I don't normally pay a lot of attention to the iTunes updates that get emailed to me; I'm still too fond of physical media, for reasons ranging from security to tactile appreciation to appreciation for things like liner notes. The indication that the first novel in Ian Fleming's James Bond series, Casino Royale, was available as a free download for the iBooks app did catch my eye, however. As any right-thinking adolescent male would be, I'm a bit of a Bond afficionado, but I've never read any of the books, nor made any use of the iBooks app.

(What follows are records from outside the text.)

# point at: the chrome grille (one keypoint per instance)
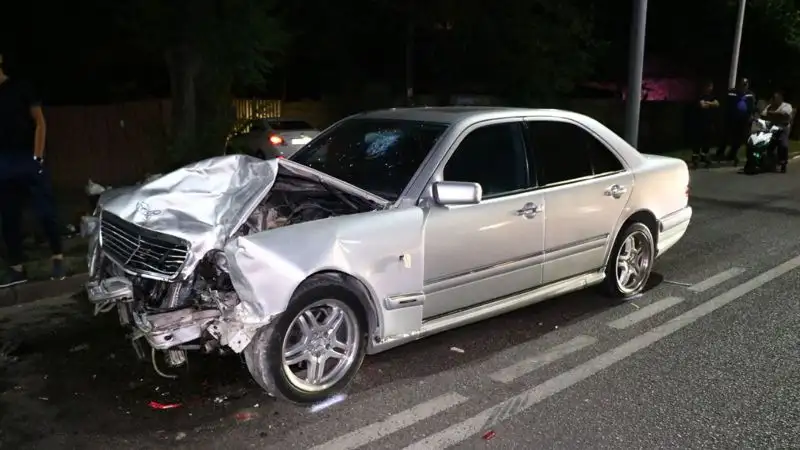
(140, 250)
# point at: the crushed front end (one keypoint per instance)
(139, 272)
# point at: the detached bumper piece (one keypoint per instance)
(109, 290)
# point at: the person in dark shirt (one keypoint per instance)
(782, 114)
(740, 108)
(707, 104)
(22, 139)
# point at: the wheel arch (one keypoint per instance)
(366, 297)
(643, 216)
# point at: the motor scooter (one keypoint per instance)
(762, 145)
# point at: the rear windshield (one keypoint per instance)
(289, 125)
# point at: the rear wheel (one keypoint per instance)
(631, 261)
(315, 348)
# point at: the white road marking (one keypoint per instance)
(716, 280)
(644, 313)
(393, 423)
(526, 366)
(519, 403)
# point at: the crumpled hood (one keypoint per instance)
(203, 203)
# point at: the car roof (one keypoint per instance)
(457, 114)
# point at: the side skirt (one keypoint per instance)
(490, 309)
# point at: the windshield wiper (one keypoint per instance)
(337, 193)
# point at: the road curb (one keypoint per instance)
(36, 290)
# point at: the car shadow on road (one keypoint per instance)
(79, 377)
(481, 340)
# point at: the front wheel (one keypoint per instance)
(631, 262)
(314, 349)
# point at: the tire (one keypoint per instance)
(265, 353)
(613, 283)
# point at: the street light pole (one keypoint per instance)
(737, 44)
(635, 69)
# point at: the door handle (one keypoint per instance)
(616, 191)
(528, 211)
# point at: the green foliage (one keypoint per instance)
(210, 47)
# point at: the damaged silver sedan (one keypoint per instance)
(387, 227)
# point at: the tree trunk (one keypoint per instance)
(183, 64)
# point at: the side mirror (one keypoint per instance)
(448, 193)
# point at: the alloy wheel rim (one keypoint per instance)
(633, 263)
(320, 345)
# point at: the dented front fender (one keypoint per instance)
(382, 249)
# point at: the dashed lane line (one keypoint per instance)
(515, 405)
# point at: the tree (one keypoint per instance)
(208, 47)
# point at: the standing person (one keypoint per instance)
(780, 113)
(704, 125)
(22, 139)
(740, 108)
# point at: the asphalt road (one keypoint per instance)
(708, 357)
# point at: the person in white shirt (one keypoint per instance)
(780, 113)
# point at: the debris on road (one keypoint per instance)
(156, 405)
(79, 348)
(327, 403)
(245, 415)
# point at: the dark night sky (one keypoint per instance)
(78, 53)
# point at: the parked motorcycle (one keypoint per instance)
(761, 147)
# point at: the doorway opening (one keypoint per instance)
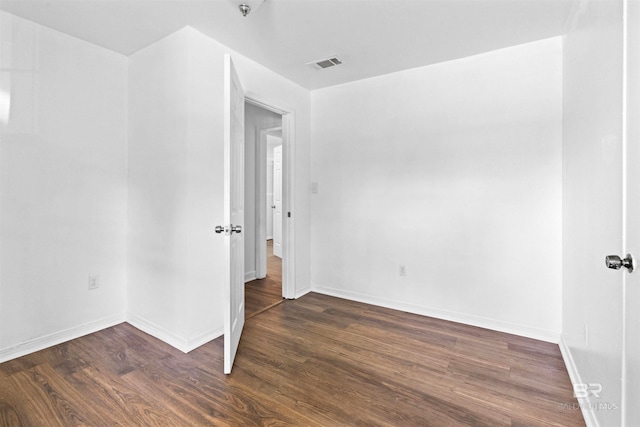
(264, 205)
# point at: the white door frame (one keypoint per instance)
(260, 226)
(288, 199)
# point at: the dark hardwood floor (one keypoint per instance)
(262, 294)
(315, 361)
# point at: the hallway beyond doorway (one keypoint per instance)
(262, 294)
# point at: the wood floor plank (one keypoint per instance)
(314, 361)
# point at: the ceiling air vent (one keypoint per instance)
(324, 63)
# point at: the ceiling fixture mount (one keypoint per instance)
(245, 9)
(325, 63)
(248, 6)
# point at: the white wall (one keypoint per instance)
(176, 182)
(63, 192)
(453, 170)
(256, 119)
(592, 201)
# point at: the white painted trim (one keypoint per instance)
(249, 276)
(183, 344)
(302, 292)
(586, 405)
(288, 190)
(482, 322)
(46, 341)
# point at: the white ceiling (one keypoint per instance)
(372, 37)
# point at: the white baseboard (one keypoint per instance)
(586, 406)
(181, 343)
(46, 341)
(249, 276)
(302, 292)
(482, 322)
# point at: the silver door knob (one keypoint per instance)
(616, 263)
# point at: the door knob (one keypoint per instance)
(616, 263)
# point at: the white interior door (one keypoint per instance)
(277, 201)
(233, 213)
(631, 360)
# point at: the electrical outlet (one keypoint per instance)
(94, 282)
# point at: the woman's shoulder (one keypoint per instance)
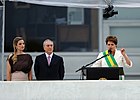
(10, 56)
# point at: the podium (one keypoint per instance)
(104, 73)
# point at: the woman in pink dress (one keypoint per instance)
(19, 64)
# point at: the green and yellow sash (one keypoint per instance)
(110, 60)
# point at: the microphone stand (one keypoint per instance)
(84, 67)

Before even getting to the content, however, I was struck by the stylish cover designs, presented in a brilliantly consistent "007" motif, with striking colours and minimalist elements conveying the specifics of the particular adventure. A bowler hat centered on gradiated gold for Goldfinger, or a silhouetted martini resting on the back of a playing card, itself surround by the green baize of a baccarat table for Casino Royale.
The iBooks app uses an ersatz bookshelf to display the books in your collection, similar to the manner in which your magazine subscriptions are displayed in the Newsstand app where my Maclean's subscription resides. The urge to throw more Bond books on that shelf based purely on aesthetics and a collector's compulsion to fill shelf space wherever possible is undeniable, and I imagine the recent relocation of the Bond collection into the public domain (at least in Canada) is the reason behind the $1.99 pricing that makes this dangerously accessible.
Reading the books on the iPad seems comfortable enough; crisp, scaleable type, and a brisk page-turning animation that adds familiarity without being too distracting.
When I was waiting for Fenya to come out of her rehearsal last night, I turned the app on to read a few pages in the parking lot of The Jube, and was delighted when the iPad sensed the lack of ambient light in my darkened vehicle, and automatically switched the pages from black-on-white to white-on-black. I'm about a third of the way in, and have found the reading comfortable and intuitive thus far.
As to the novel itself, well, it's a little early to tell, but book-Bond is clearly quite a bit colder and more manipulative than his movie counterpart, but no less suave.
If the Bond of the books wasn't working for Her Majesty's Secert Service, his hobby would be torturing small animals while waiting for his next random victim to present him or her self. He's a psychopath.